Add Batch Layer Piece of Data Pipeline

njfritter / poc-data-pipelines

Proof-of-Concept (POC) Data Pipelines for various use cases such as data streaming/ingestion, batch data processing, orchestration and storage. Includes technologies such as Apache Airflow, Apache Spark, Apache Kafka, AWS, Python and more

0 stars 0 forks source link

Add Batch Layer Piece of Data Pipeline #4

Open njfritter opened 9 months ago

njfritter commented 9 months ago

Create the batch layer of data written to Kafka in a separate persisted data store.

Given that I plan on using Snowflake for batch data pipelines down the line, I may just use Snowflake and write to a table separate from any later tables (and would distinguish this table in a separate schema from the batch tables).

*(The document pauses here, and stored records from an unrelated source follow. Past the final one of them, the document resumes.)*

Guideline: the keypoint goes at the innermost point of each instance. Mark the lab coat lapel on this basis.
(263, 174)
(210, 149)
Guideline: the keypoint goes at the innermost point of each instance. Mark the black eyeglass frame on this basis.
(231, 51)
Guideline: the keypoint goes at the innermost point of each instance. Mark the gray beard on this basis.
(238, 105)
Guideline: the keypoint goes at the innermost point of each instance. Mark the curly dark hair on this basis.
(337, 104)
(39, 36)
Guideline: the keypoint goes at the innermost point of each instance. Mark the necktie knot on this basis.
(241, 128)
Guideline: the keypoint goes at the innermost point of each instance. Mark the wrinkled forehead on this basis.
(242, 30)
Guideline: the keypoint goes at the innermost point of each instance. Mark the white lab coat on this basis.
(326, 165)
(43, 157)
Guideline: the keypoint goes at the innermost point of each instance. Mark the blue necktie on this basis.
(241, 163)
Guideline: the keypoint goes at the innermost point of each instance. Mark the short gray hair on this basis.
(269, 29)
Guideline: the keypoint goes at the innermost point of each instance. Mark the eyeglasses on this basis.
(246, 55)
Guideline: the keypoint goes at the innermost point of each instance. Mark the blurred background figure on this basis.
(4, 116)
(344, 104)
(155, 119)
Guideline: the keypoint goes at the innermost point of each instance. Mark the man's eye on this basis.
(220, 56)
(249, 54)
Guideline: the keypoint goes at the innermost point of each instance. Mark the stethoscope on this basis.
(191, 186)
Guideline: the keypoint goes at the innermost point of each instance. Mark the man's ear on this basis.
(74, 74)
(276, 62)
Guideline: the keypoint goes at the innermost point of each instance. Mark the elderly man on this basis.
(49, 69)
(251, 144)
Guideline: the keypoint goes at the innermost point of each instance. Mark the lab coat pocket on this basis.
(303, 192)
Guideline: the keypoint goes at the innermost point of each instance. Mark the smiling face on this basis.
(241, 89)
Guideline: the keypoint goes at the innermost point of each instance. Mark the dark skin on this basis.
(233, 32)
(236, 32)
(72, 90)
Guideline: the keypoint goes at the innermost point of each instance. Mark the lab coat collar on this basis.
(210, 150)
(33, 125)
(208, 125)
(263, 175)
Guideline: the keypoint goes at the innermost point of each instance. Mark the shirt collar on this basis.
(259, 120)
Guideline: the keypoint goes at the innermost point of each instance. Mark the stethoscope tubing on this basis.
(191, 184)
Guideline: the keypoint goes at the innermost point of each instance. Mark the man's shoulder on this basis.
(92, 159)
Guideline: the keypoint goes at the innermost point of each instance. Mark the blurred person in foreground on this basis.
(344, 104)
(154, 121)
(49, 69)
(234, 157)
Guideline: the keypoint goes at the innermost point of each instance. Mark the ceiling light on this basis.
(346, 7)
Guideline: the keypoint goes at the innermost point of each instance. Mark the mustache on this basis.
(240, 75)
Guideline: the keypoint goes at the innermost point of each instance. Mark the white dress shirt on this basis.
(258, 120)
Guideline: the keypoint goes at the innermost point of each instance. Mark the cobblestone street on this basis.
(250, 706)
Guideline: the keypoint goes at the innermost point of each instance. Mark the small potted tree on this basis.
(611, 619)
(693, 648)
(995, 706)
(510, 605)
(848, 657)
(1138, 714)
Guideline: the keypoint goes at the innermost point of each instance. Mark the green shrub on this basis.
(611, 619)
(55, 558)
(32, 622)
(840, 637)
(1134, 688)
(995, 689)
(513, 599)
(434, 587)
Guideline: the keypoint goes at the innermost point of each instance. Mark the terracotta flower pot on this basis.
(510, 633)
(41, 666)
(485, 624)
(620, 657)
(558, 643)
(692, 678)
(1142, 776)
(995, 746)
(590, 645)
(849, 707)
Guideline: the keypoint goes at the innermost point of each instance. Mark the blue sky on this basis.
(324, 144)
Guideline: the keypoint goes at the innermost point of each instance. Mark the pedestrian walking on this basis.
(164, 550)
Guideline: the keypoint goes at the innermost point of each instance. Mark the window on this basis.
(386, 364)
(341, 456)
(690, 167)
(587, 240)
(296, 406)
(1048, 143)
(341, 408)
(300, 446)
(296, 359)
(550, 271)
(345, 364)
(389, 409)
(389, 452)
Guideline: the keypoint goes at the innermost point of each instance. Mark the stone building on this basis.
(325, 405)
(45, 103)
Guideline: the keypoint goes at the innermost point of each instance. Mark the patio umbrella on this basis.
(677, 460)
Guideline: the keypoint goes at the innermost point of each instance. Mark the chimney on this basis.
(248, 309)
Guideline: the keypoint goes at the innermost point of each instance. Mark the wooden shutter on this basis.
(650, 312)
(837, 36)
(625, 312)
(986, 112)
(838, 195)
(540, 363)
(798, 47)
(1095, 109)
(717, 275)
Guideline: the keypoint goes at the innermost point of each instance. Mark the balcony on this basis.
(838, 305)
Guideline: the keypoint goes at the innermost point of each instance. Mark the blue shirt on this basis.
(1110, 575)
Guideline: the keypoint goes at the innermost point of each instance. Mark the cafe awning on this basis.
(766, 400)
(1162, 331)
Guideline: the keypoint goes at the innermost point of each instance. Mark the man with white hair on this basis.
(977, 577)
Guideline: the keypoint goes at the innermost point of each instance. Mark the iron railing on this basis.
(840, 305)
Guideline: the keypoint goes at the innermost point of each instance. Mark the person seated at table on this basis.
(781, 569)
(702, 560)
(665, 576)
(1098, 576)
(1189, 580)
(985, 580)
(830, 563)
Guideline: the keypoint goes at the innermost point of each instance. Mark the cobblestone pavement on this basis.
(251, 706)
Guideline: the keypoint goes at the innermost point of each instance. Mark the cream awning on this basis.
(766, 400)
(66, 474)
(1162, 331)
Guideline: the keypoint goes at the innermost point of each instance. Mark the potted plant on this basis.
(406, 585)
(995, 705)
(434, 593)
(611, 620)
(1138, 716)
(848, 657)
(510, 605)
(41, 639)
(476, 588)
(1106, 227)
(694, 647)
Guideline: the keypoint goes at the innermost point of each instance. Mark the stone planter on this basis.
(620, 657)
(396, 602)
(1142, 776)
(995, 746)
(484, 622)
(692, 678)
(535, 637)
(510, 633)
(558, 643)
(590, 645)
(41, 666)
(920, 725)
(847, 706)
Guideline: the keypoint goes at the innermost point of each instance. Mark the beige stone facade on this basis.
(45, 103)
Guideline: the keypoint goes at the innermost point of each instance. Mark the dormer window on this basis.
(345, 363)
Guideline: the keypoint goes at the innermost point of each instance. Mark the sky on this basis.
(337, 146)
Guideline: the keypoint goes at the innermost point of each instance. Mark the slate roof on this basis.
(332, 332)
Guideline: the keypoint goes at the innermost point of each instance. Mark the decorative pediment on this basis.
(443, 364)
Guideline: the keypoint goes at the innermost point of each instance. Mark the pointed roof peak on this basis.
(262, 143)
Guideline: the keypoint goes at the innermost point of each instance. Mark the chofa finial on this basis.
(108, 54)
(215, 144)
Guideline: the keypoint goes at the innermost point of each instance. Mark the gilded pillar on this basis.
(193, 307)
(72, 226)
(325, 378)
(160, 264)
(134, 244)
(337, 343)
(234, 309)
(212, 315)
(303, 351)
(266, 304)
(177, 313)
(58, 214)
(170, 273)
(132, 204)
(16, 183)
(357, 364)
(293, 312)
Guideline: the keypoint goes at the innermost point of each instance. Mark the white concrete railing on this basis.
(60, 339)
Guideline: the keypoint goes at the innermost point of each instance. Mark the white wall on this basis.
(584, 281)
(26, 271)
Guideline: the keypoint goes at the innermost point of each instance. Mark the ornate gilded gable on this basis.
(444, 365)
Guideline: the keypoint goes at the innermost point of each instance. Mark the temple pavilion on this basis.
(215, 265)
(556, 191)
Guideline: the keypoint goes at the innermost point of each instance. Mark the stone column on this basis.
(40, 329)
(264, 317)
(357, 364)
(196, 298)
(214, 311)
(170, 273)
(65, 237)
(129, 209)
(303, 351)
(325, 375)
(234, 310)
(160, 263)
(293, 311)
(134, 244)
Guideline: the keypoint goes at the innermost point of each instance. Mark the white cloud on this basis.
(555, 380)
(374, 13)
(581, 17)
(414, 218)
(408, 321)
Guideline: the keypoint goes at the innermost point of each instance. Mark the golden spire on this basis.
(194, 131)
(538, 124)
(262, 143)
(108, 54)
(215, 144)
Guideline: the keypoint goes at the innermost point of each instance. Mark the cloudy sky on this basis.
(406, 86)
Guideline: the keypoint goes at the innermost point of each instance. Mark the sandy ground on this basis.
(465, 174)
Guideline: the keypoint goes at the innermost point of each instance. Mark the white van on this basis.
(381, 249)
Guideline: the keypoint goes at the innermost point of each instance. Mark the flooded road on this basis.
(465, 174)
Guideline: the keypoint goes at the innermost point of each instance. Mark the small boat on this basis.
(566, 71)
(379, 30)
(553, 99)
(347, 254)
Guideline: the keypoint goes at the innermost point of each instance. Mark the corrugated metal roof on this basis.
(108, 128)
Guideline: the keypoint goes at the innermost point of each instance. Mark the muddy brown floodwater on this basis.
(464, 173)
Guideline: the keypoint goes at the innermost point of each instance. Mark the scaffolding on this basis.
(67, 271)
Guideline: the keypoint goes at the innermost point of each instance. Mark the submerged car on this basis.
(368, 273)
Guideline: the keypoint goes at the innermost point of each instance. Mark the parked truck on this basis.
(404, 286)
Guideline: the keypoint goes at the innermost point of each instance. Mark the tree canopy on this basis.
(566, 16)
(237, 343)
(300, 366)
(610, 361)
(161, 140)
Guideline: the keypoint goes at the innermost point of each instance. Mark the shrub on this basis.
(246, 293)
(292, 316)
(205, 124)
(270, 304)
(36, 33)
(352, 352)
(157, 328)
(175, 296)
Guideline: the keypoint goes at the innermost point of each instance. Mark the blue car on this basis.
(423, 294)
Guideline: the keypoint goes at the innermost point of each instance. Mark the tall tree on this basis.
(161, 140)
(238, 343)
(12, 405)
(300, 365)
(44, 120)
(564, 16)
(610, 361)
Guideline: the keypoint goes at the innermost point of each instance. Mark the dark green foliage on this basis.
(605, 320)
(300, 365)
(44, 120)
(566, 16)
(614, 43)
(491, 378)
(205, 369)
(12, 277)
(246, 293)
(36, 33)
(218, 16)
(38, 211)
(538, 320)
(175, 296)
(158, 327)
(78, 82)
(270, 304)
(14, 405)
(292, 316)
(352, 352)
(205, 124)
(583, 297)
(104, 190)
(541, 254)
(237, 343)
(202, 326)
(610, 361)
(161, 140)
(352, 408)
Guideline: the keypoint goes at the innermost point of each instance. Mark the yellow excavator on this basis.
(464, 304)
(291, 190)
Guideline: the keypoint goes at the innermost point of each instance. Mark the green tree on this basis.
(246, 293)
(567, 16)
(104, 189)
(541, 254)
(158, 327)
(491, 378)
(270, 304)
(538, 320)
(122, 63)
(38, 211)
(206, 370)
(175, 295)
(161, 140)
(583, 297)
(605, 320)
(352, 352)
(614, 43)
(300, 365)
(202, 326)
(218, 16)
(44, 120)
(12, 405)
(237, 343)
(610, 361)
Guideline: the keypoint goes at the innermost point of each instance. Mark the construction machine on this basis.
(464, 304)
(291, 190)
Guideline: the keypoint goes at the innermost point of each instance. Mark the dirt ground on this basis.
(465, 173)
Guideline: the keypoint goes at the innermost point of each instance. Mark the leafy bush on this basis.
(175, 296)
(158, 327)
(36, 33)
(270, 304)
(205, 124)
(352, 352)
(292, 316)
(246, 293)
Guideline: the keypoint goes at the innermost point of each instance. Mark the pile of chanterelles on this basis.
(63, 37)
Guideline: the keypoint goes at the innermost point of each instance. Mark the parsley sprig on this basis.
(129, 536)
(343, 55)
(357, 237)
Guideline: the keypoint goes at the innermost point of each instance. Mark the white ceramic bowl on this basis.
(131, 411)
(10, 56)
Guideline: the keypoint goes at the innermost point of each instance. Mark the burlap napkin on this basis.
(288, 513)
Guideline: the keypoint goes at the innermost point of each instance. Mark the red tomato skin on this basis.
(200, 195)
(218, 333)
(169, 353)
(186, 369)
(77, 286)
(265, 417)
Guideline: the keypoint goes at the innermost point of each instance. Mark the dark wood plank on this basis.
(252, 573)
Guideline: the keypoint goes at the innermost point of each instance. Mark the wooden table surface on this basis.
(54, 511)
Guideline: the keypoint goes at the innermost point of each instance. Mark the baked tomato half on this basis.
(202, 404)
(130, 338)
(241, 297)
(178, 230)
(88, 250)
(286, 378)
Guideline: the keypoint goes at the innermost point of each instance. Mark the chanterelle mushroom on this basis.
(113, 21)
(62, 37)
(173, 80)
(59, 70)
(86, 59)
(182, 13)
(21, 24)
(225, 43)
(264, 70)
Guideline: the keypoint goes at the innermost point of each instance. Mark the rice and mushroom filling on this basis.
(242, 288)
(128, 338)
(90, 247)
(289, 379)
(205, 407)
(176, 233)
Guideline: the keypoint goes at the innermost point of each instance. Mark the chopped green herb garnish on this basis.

Edit: For the sake of doing a local implementation, I will use a Postgres DB which can be setup locally (rather than a cloud based solution like Snowflake/Redshift/etc.)

njfritter commented 9 months ago

S3 could also be an option here depending on cost

njfritter commented 8 months ago

This ticket will include the following:

Writing raw (deduplicated?) data to Postgres
- May do this in the same processing script as the one that writes to Cassandra, or a separate one
A SQL script to aggregate the raw data into the same format as the speed layer and write to a "batch layer" table
- A lightweight Python script using psycopg2 should work
- Will need a lightweight way for this script to be run regularly ; the "production" (i.e. cloud) deployment can leverage Airflow/Prefect/etc.